Examples of Usage

Calling syntax

A measure m is called with this syntax:

m(ŷ, y)
m(ŷ, y, weights)
m(ŷ, y, class_weights::AbstractDict)
m(ŷ, y, weights, class_weights)

where y is ground truth and ŷ predictions. This package provides measure constructors, such as BalancedAccuracy:

using StatisticalMeasures
using StatisticalMeasures

m = BalancedAccuracy(adjusted=true)
m(["O", "X", "O", "X"], ["X", "X", "X", "O"], [1, 2, 1, 2])

-0.5

Aliases are provided for commonly applied instances:

bacc == BalancedAccuracy() == BalancedAccuracy(adjusted=false)

true

Binary classification
Multi-class classification
Probabilistic classification
Non-probabilistic regression
Probabilistic regression
Custom multi-target measures
Using losses from LossFunctions.jl
Measure search (experimental feature)

Binary classification

using StatisticalMeasures
using CategoricalArrays

# ground truth:
y = categorical(
        ["X", "X", "X", "O", "X", "X", "O", "O", "X"],
        ordered=true,
)

# prediction:
ŷ = categorical(
   ["O", "X", "O", "X", "O", "O", "O", "X", "X"],
   levels=levels(y),
   ordered=true,
)

accuracy(ŷ, y)

0.3333333333333333

weights = [1, 2, 1, 2, 1, 2, 1, 2, 1]
accuracy(ŷ, y, weights)

0.4444444444444444

class_weights = Dict("X" => 10, "O" => 1)
accuracy(ŷ, y, class_weights)

2.3333333333333335

accuracy(ŷ, y, weights, class_weights)

3.4444444444444446

To get a measurement for each individual observation, use measurements:

measurements(accuracy, ŷ, y, weights, class_weights)

9-element Vector{Int64}:
  0
 20
  0
  0
  0
  0
  1
  0
 10

kappa(ŷ, y)

-0.28571428571428564

mat = confmat(ŷ, y)

          ┌─────────────┐
          │Ground Truth │
┌─────────┼──────┬──────┤
│Predicted│  O   │  X   │
├─────────┼──────┼──────┤
│    O    │  1   │  4   │
├─────────┼──────┼──────┤
│    X    │  2   │  2   │
└─────────┴──────┴──────┘

Some measures can be applied directly to confusion matrices:

kappa(mat)

-0.28571428571428564

Multi-class classification

using StatisticalMeasures
using CategoricalArrays
import Random
Random.seed!()

y = rand("ABC", 1000) |> categorical
ŷ = rand("ABC", 1000) |> categorical
class_weights = Dict('A' => 1, 'B' =>2, 'C' => 10)
MulticlassFScore(beta=0.5, average=MacroAvg())(ŷ, y,  class_weights)

1.5254833273726895

MulticlassFScore(beta=0.5, average=NoAvg())(ŷ, y,  class_weights)
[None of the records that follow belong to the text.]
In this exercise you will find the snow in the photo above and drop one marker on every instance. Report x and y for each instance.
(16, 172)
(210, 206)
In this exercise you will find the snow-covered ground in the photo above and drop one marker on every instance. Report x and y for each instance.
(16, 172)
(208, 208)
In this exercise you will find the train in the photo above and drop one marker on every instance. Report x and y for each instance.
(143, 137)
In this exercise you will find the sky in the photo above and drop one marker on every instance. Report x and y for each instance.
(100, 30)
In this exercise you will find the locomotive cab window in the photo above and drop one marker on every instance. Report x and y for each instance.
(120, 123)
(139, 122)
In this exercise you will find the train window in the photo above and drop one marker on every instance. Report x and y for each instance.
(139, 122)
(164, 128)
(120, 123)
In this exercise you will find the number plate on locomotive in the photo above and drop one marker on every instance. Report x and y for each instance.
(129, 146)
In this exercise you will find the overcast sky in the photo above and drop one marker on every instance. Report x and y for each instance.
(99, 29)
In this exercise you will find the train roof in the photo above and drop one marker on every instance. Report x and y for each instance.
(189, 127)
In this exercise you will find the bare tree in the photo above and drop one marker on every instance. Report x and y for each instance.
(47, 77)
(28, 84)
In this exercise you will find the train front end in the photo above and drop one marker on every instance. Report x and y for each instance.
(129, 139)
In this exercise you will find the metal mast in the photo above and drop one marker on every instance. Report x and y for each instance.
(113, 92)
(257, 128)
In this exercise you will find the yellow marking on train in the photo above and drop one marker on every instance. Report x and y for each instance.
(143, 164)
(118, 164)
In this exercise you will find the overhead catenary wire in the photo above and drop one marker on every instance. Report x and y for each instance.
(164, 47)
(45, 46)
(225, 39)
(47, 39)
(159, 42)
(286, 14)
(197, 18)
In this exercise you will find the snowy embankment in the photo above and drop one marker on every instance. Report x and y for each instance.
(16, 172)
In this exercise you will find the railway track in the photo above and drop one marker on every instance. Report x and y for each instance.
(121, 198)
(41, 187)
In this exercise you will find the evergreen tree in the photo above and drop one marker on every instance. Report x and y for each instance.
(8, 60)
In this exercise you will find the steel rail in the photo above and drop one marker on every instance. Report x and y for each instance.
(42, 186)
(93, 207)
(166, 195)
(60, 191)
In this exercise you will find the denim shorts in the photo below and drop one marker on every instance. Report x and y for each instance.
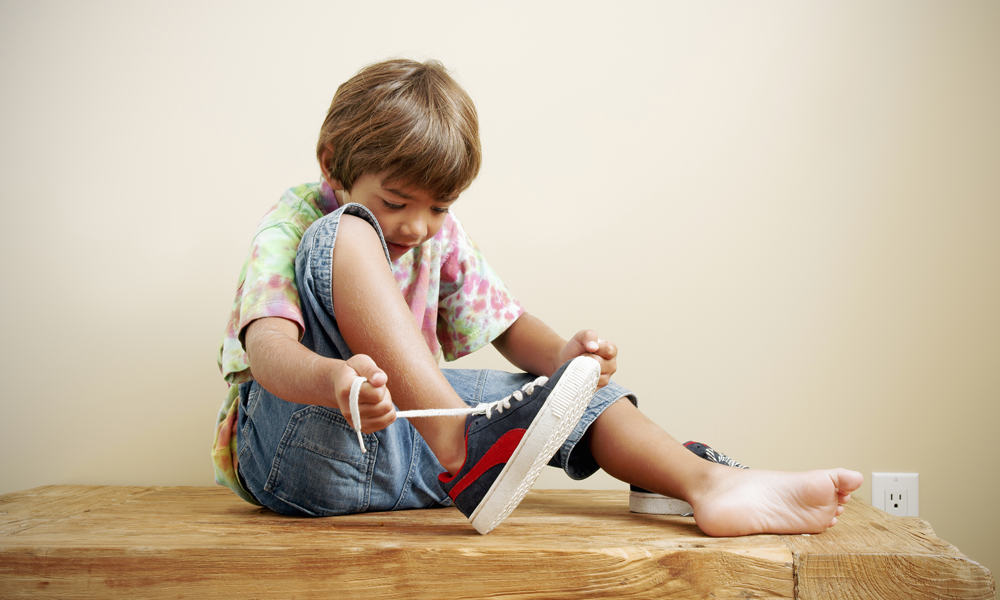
(305, 460)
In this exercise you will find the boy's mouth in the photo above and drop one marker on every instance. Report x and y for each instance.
(398, 249)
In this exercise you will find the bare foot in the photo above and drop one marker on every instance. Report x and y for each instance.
(746, 501)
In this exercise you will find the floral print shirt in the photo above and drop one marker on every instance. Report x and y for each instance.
(456, 298)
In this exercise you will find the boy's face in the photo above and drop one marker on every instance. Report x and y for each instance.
(407, 215)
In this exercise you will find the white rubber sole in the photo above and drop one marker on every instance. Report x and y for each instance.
(553, 424)
(656, 504)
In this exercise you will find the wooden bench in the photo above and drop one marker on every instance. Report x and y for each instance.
(171, 542)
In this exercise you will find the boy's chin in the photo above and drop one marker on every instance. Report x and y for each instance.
(396, 251)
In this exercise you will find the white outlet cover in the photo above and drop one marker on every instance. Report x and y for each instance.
(909, 482)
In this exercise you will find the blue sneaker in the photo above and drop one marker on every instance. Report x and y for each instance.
(647, 502)
(507, 446)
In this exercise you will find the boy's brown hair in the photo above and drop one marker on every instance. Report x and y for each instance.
(408, 120)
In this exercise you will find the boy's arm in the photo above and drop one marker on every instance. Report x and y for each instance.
(533, 346)
(292, 372)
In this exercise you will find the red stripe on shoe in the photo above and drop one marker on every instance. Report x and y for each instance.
(498, 454)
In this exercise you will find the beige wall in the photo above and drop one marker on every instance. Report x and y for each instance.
(786, 214)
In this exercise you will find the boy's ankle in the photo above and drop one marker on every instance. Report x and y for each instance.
(450, 451)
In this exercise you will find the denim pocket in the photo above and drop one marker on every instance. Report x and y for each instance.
(319, 468)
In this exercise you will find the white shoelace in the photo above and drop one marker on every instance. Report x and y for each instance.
(486, 408)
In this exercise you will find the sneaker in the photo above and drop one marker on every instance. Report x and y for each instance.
(507, 446)
(647, 502)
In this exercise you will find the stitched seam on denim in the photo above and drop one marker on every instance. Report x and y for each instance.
(248, 410)
(288, 439)
(414, 447)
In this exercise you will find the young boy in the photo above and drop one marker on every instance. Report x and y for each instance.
(368, 274)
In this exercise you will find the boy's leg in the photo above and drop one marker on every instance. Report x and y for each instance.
(492, 458)
(726, 501)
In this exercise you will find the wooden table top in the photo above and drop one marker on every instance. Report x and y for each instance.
(168, 542)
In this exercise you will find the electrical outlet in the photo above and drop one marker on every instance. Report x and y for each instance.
(897, 493)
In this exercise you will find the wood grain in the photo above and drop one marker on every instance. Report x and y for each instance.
(104, 542)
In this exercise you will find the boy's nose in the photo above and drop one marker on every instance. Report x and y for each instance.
(415, 228)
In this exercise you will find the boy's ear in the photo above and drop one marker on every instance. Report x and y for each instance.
(324, 160)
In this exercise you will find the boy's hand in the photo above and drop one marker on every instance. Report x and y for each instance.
(586, 343)
(374, 401)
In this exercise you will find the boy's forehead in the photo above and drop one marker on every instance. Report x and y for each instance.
(409, 191)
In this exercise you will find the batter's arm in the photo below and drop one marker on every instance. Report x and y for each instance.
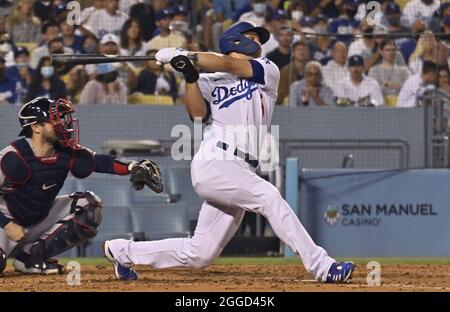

LittleDict{CategoricalArrays.CategoricalValue{Char, UInt32}, Float64, Tuple{CategoricalArrays.CategoricalValue{Char, UInt32}, CategoricalArrays.CategoricalValue{Char, UInt32}, CategoricalArrays.CategoricalValue{Char, UInt32}}, Tuple{Float64, Float64, Float64}} with 3 entries:
  'A' => 0.307789
  'B' => 0.68
  'C' => 3.58866

Unseen classes are tracked, when using CategoricalArrays, as here:

# find 'C'-free indices
mask = y .!= 'C' .&& ŷ .!= 'C';
# remove observations with 'C' class::
y = y[mask]
ŷ = ŷ[mask]
'C' in y ∪ ŷ

false

confmat(ŷ, y)

          ┌──────────────┐
          │ Ground Truth │
┌─────────┼────┬────┬────┤
│Predicted│ A  │ B  │ C  │
├─────────┼────┼────┼────┤
│    A    │ 98 │112 │ 0  │
├─────────┼────┼────┼────┤
│    B    │128 │119 │ 0  │
├─────────┼────┼────┼────┤
│    C    │ 0  │ 0  │ 0  │
└─────────┴────┴────┴────┘

To mitigate ambiguity around representations of predicted probabilities, a probabilistic prediction of categorical data is expected to be represented by a UnivariateFinite distribution, from the package CategoricalDistributions.jl. This is the form delivered, for example, by MLJ classification models.

using StatisticalMeasures
using CategoricalArrays
using CategoricalDistributions

y = categorical(["X", "O", "X", "X", "O", "X", "X", "O", "O", "X"], ordered=true)
X_probs = [0.3, 0.2, 0.4, 0.9, 0.1, 0.4, 0.5, 0.2, 0.8, 0.7]
ŷ = UnivariateFinite(["O", "X"], X_probs, augment=true, pool=y)
ŷ[1]

UnivariateFinite{OrderedFactor{2}}(O=>0.7, X=>0.3)

auc(ŷ, y)

0.7916666666666666

measurements(log_loss, ŷ, y)

10-element Vector{Float64}:
 1.2039728043259361
 0.2231435513142097
 0.916290731874155
 0.10536051565782628
 0.10536051565782628
 0.916290731874155
 0.6931471805599453
 0.2231435513142097
 1.6094379124341005
 0.35667494393873245

measurements(brier_score, ŷ, y)

10-element Vector{Float64}:
 -0.9800000000000001
 -0.08000000000000007
 -0.72
 -0.020000000000000018
 -0.020000000000000018
 -0.72
 -0.5
 -0.08000000000000007
 -1.2800000000000002
 -0.18000000000000016

We note in passing that mode and pdf methods can be applied to UnivariateFinite distributions. So, for example, we can do:

confmat(mode.(ŷ), y)

          ┌─────────────┐
          │Ground Truth │
┌─────────┼──────┬──────┤
│Predicted│  O   │  X   │
├─────────┼──────┼──────┤
│    O    │  3   │  4   │
├─────────┼──────┼──────┤
│    X    │  1   │  2   │
└─────────┴──────┴──────┘

Non-probabilistic regression

using StatisticalMeasures

y = [0.1, -0.2, missing, 0.7]
ŷ = [-0.2, 0.1, 0.4, 0.7]
rsquared(ŷ, y)

0.5789473684210524

weights = [1, 3, 2, 5]
rms(ŷ, y, weights)

0.30000000000000004

measurements(LPLoss(p=2.5), ŷ, y, weights)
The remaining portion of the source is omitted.